Сейчас ее можно принять за сильно пьющую, опустившуюся, потерявшую себя. Но в водочку Пашута не окуналась. Так разве рюмку-две когда по случаю, и то без удовольствия. А что потеряла себя — да, потеряла. В одиночестве это происходит быстро. Человек не может быть нужен только самому себе, он — часть общего дела, общего организма, и когда этот живой организм объявляется бесполезным, обмирают и все его органы, существовать внутри своей функции они не в состоянии.
Выходя на улицу, Пашута вела себя, направляя — куда, по какой дороге идти, как обойти прохожего, куда поставить ногу, чтобы войти в автобус, но как только необходимость наблюдать за собой отпадала, глаза обращались внутрь, в темноту и боль.
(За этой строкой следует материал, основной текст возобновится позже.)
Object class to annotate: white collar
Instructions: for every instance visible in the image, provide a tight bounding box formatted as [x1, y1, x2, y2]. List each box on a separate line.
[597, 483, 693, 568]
Приезжая за матерью в деревню, чтобы взять ее на зиму в тепло, она спрашивала по обычаю у окоченевшей в одиночестве Аксиньи Егоровны, сидевшей не в избе на кровати, а на крылечке под солнышком: «Ну, как ты, мать?» Аксинья Егоровна отвечала:
— Сидю и плачу.
Глаза ее были сухи, она плакала в себя. Это там все болело и стонало в муке, которая уже становилась привычной. Пашуте нечем было ее утешить. Аксинья Егоровна и не поняла бы утешения. Не везде, не ко всем членам доставала теперь в ней кровь, но боль, продолжающая жизнь, обтекала каждую клеточку.
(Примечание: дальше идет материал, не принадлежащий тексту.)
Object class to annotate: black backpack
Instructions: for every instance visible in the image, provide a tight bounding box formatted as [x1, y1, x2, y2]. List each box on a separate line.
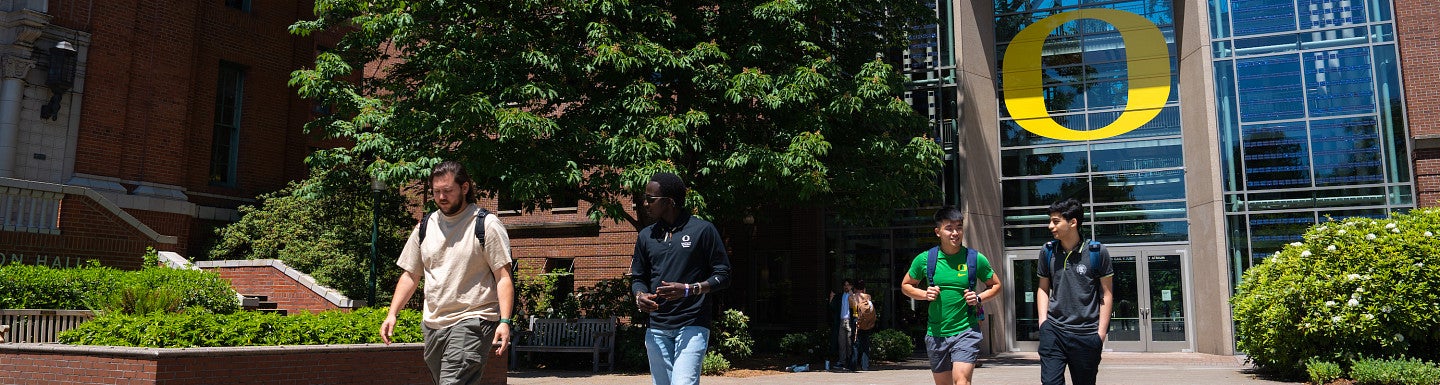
[419, 208, 490, 247]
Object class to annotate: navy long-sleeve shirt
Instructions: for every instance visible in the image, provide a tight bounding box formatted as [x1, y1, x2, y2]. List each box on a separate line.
[631, 215, 730, 329]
Господи, но как же просто было бы сейчас в деревне! Как близко там почившему от дома до дома! Снесли бы Аксинью Егоровну на руках, положили просторно среди своих, деревенских, и весь обряд был бы дорогой к родителям, а не хождением по мукам, по хищникам-разбойникам, наживающимся на смерти. Там бы и небо приспустилось над Аксиньей Егоровной, труженицей и страдалицей, и лес бы на прощанье помахал ветками, и дых ветра, пронесшись струнно, заставил бы склониться в прощальном поклоне всякую травку.
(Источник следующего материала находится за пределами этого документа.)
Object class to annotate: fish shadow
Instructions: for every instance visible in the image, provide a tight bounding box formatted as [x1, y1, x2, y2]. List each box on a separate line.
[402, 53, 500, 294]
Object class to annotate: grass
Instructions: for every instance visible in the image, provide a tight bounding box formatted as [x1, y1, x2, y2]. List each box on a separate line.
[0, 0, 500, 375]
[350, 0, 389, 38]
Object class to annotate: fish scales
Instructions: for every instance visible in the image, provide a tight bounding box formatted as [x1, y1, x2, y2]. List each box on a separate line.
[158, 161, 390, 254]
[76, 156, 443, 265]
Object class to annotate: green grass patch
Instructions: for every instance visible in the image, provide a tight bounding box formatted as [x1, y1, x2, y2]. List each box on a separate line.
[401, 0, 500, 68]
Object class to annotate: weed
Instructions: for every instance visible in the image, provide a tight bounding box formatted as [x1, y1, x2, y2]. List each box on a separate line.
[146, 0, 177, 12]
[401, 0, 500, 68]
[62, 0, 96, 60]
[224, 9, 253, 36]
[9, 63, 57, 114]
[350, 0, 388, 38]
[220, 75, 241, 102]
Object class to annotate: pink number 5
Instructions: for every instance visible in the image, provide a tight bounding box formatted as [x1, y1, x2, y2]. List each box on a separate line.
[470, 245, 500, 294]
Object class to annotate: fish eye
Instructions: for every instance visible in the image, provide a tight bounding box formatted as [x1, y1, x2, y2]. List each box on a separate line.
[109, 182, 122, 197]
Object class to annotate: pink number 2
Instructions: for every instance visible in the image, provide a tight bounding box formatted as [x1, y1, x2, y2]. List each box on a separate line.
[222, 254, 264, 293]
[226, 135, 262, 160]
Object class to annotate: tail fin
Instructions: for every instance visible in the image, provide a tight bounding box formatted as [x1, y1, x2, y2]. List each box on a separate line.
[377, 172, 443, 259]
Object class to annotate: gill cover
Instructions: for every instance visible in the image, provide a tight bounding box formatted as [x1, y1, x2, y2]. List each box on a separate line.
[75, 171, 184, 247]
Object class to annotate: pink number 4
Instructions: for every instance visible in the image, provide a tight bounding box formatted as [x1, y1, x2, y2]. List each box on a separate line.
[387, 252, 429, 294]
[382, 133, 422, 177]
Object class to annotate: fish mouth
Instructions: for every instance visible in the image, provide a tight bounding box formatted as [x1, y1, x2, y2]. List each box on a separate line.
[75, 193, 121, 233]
Но что-то уже стало собираться бессвязными обрывками в обмершем сознании Пашуты, что-то постукивало в его стенки. В материнской комнате она подняла крышку высокого сундука (это деревенское происхождение заставило Пашуту заказать такой сундук) с тряпками Аксиньи Егоровны и сразу же наткнулась на аккуратно и красноречиво уложенное в прозрачный полиэтиленовый пакет смертное. Пашута узнала его по темно-коричневому вельветовому платью с черным витым пояском, ею же, Пашутой, давным-давно купленному и ни разу не надеванному. Оно показалось матери при дарении настолько праздничным, что ни один из прижизненных праздников не мог до него подняться. И тогда же Аксинья Егоровна положила: это для смерти. Пашута напрочь забыла о существовании этого платья — и вот оно, во исполнение воли усопшей сразу же ей под руки… Там было и все остальное: тонкие шерстяные чулки, чунчики, как их называла мать, — что-то вроде мягких низких сапожек с меховым отворотом, темный платок, нижнее… Мать готовилась к смерти. В восемьдесят четыре года как не готовиться!.. Но сложено и поднято наверх было недавно, в близком и ясном предчувствии — как для заказанной бани. Невольно начинало высматриваться то первое, что надо делать. Нет, никому она мать не отдаст, вымоет сама. Хотя это вроде не полагается — самой. Бог простит. Богу, похоже, придется прощать ей многое.